Quick Exam Detects Spinal Injuries in Gunshot Victims

Norra MacReady

March 29, 2010

March 29, 2010 (Anaheim, California) — A simple clinical examination is highly reliable at identifying gunshot victims who require aggressive treatment or who are risk of lasting neurological deficits, David Ibrahim, a second-year student at the Keck School of Medicine, University of Southern California (USC) in Los Angeles, reported here at the American Medical Student Association 60th Annual Convention.

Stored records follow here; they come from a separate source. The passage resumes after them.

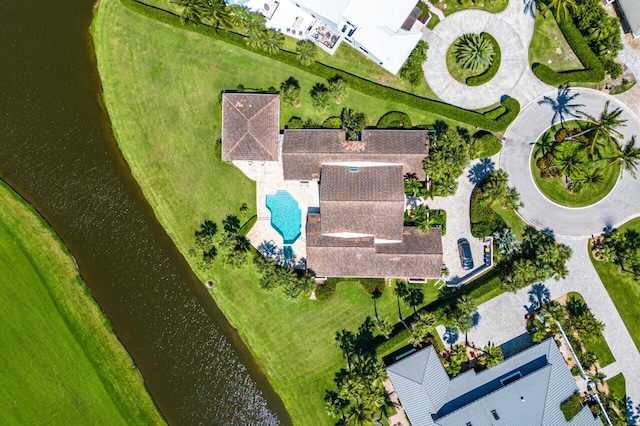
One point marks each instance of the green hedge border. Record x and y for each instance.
(486, 121)
(593, 71)
(489, 73)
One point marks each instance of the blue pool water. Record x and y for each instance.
(286, 217)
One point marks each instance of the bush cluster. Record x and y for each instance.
(593, 71)
(485, 145)
(486, 121)
(394, 120)
(489, 73)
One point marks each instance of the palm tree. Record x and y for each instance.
(306, 52)
(217, 14)
(492, 356)
(628, 156)
(272, 41)
(604, 128)
(562, 8)
(473, 51)
(412, 186)
(191, 10)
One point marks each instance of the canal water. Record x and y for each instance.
(57, 150)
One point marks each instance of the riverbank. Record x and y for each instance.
(64, 364)
(161, 88)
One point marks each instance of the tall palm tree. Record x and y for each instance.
(604, 128)
(191, 11)
(272, 41)
(628, 156)
(562, 8)
(217, 14)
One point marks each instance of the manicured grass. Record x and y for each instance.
(599, 347)
(554, 188)
(161, 88)
(62, 364)
(548, 44)
(617, 386)
(622, 288)
(452, 6)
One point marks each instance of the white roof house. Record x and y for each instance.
(386, 31)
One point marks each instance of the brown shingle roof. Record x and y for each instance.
(305, 150)
(250, 126)
(419, 255)
(364, 200)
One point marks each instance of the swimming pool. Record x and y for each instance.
(286, 217)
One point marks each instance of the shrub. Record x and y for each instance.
(325, 290)
(485, 146)
(547, 167)
(411, 70)
(373, 286)
(489, 73)
(593, 71)
(394, 120)
(295, 123)
(571, 407)
(489, 121)
(332, 123)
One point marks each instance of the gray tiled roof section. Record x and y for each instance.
(250, 126)
(631, 11)
(533, 399)
(304, 151)
(413, 378)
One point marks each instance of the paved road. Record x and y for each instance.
(622, 203)
(502, 318)
(512, 29)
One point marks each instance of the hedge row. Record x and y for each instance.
(394, 120)
(593, 71)
(512, 106)
(489, 73)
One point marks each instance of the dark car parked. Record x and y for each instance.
(464, 249)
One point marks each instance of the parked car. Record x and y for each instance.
(464, 250)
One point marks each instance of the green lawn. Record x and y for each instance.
(622, 288)
(62, 364)
(554, 188)
(167, 137)
(617, 386)
(452, 6)
(599, 347)
(548, 44)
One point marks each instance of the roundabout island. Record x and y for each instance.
(616, 207)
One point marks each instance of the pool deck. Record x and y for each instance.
(269, 179)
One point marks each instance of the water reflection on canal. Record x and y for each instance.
(57, 150)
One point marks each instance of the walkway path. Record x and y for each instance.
(502, 318)
(513, 29)
(622, 203)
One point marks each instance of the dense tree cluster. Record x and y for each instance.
(448, 156)
(539, 258)
(602, 33)
(412, 71)
(620, 248)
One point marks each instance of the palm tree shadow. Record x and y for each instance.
(539, 294)
(562, 105)
(481, 170)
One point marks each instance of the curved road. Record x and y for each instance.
(621, 204)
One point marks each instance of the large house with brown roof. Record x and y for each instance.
(357, 228)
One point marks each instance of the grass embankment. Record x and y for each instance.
(548, 44)
(623, 289)
(62, 364)
(167, 137)
(599, 346)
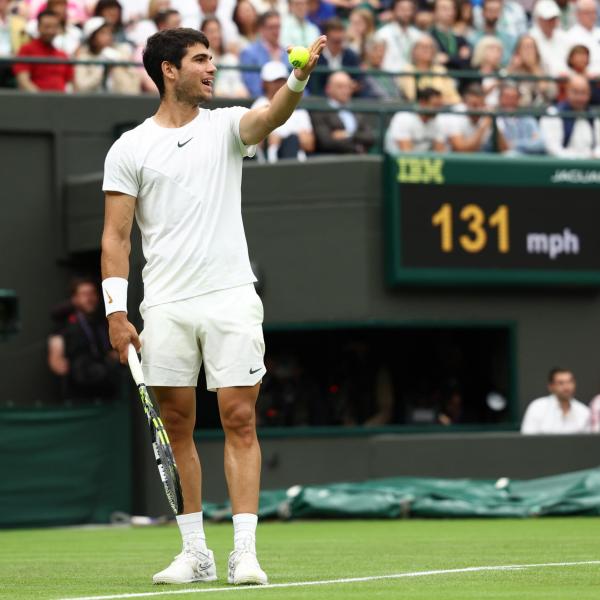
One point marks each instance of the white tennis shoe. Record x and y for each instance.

Mr. Ibrahim and his coinvestigators at USC prospectively studied 282 patients admitted with penetrating injuries to a level I trauma center between March and September 2008. Each patient was evaluated by a senior resident or attending surgeon and then followed through their hospital course for all spinal injury diagnoses, imaging studies, and any immobilization, stabilization, or surgical procedures.

Of the 282 patients, 143 (50.7%) had a gunshot wound (GSW), 12 (8.4%) sustained a spinal injury, and 4 (33.3%) had permanent disabilities.

GSWs to the head and neck were most likely to result in a spinal injury (21.1%); followed by multiple shots to the head, neck, and torso (12.5%); and to shots the torso alone (9.4%). The remaining 139 patients had stab wounds, with no spinal injuries.

The clinical examination — evaluating spinal pain, tenderness to palpation, deformity, and neurologic symptoms — was performed on 112 of the GSW patients; the other 31 unable to undergo evaluation. The overall sensitivity, specificity, and negative and positive predictive values (NPV and PPV) of the examination were 66.7%, 89.6%, 95.2%, and 46.2%, respectively. In cases of clinically significant injuries, which the researchers defined as "injuries requiring surgical intervention, cervical or thoracic spine orthosis, or cord transections," sensitivity, specificity, and NPV, and PPV were 100%, 87.5%, 87.5%, and 30.8%, respectively.

"I was surprised by the high sensitivity of the examination," said Mr. Ibrahim. "There has never been a formal study of the value of the examination — it has just been the doctrine that this is what you do when trauma patients come in. But no one had ever looked at the sensitivity and the specificity of the exam before."

Previous studies on stab wound victims have shown that knives are more limited in the depth of their penetration and the extent of the damage they can do, which might explain why none of the stab wound patients in this study sustained any spinal injuries, Mr. Ibrahim told Medscape Med Students. Whatever the reason, "it's agreed upon in the literature that stab wounds generally don't produce spinal injuries."

Prehospital immobilization of the spine would not have helped any of the patients in this study, he noted. Other investigators have found that "the delay in hospitalization required for the paramedics to stabilize these patients is associated with a higher mortality rate, as opposed to just scooping them up and taking them to the [emergency department]." Also, he said, given the high sensitivity of the clinical examination, stabilization in the field probably would not have changed any prognoses.

A simple examination like this could help accelerate the definitive management of these patients without always requiring them to undergo imaging studies, he said. "In this day and age of rising healthcare costs, there's a significant implication not only in minimizing the radiation that patients might be exposed to in imaging studies, but also in making the most efficient use of resources, whether it be of time or equipment."

The study's main limitation was its small size. "We'd have to do a larger study to confirm these findings. It might also be interesting to look at the incidence of spinal injuries in patients who were stabilized in the field, compared with in the [emergency department]."

Patients coming to emergency departments in small local hospitals would be the most likely beneficiaries of these findings, said emergency physician Harry Severance, MD, a ballistics expert and professor and director of resource development at the University of Tennessee College of Medicine, in Chattanooga, who was not involved in this study. "At a level I trauma center, they'll scan you anyway because they do everything according to protocols, and right now imaging is the best thing we've got."

But, added Dr. Severance, "in small community hospitals, which are most of the hospitals in this country, where they may not have the equipment available or someone experienced at interpreting the findings in the middle of the night, a bedside evaluation like this would help."

American Medical Student Association (AMSA) 60th Annual Convention: Abstract 26: Presented March 11, 2010.